On Monday 19 August 2013 at 21:35:22, Stephen Warren wrote:
> On 08/17/2013 03:59 AM, Tomasz Figa wrote:
> > [Ccing DT maintainers, as they may have some ideas as well]
> > 
> > On Saturday 17 of August 2013 02:16:11 Linus Walleij wrote:
> >> On Thu, Aug 15, 2013 at 11:53 AM, Tomasz Figa <tomasz.f...@gmail.com>  
wrote:
> ...
> 
> >>> This is the biggest problem of this patch. It assumes that there is
> >>> only a single and shared GPIO/interrupt specification scheme, which
> >>> might not be true.
> >>> 
> >>> First of all, almost all interrupt bindings have an extra,
> >>> semi-generic
> >>> flags field as last cell in the specifier. Now there can be more
> >>> than one>
> >>> 
> >>> cell used to index GPIOs and interrupts, for example:
> >>>         interrupts = <1 3 8>
> >>> 
> >>> which could mean: bank 1, pin 3, low level triggered.
> >> 
> >> You are right, but:
> >> Documentation/devicetree/bindings/interrupt-controller/interrupts.txt
> >> Specifies how to handle the one-celled and two-celled versions.
> >> 
> >> And nothing else is specified. So it's not overly complex.
> > 
> > The documentation states that:
> >     It is the responsibility of the interrupt controller's binding to
> >     define the length and format of the interrupt specifier.
> > 
> > Then two _example_ formats follow, preceded by following statement:
> >     The following two variants are commonly used:
> > I already know a variant which uses three (Exynos combiner) and four
> > (S3C24xx interrupt controller) cells.

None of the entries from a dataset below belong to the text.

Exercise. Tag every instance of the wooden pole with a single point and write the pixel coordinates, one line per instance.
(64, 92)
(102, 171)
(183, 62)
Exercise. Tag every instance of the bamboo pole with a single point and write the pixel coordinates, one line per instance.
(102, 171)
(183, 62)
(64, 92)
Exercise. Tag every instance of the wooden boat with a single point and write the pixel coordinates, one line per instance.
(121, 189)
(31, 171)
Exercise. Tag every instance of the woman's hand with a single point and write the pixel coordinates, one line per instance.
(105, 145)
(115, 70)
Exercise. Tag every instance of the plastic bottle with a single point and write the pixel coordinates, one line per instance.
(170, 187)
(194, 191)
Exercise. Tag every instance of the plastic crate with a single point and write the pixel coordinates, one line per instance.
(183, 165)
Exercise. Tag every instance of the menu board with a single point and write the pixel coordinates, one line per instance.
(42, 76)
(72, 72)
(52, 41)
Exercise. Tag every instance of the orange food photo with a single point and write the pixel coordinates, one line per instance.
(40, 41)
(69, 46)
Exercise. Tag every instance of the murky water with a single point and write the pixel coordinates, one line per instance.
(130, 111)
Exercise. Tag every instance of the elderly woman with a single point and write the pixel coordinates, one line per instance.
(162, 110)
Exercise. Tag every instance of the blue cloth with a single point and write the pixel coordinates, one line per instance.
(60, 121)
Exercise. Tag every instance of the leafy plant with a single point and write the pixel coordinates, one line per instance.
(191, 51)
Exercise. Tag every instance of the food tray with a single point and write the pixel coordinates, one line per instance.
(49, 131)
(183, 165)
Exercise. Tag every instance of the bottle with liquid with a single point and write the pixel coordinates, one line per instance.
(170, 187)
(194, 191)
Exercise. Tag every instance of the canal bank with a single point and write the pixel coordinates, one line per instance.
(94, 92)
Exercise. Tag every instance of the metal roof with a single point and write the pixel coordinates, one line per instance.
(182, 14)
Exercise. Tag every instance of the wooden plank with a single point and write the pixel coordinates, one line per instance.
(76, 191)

They are not pin controllers,
> > but you can't stop anyone from adopting similar or even more complex
> > specifiers formats for their hardware, especially when it matches
> > more closely the interrupt/pin layout used in their hardware.
> 
> Yes, the binding doc interrupts.txt mentioned above does not specify
> *the* one-/two-cell format, but *a* common/possible one- and two-cell
> format. There's no strict reason that all interrupt controllers have to
> use those exact formats. The only way to parse interrupt specifiers is
> to ask the driver for the the interrupt controller code to parse the
> property.

I agree with you. I also understand the interrupts.txt binding doc as it 
lists only a common/possible cell format, but it's purpose is not to 
restrict it to this.

I send an updated patch, that uses the drivers xlate function to parse the 
interrupt property in a few minutes.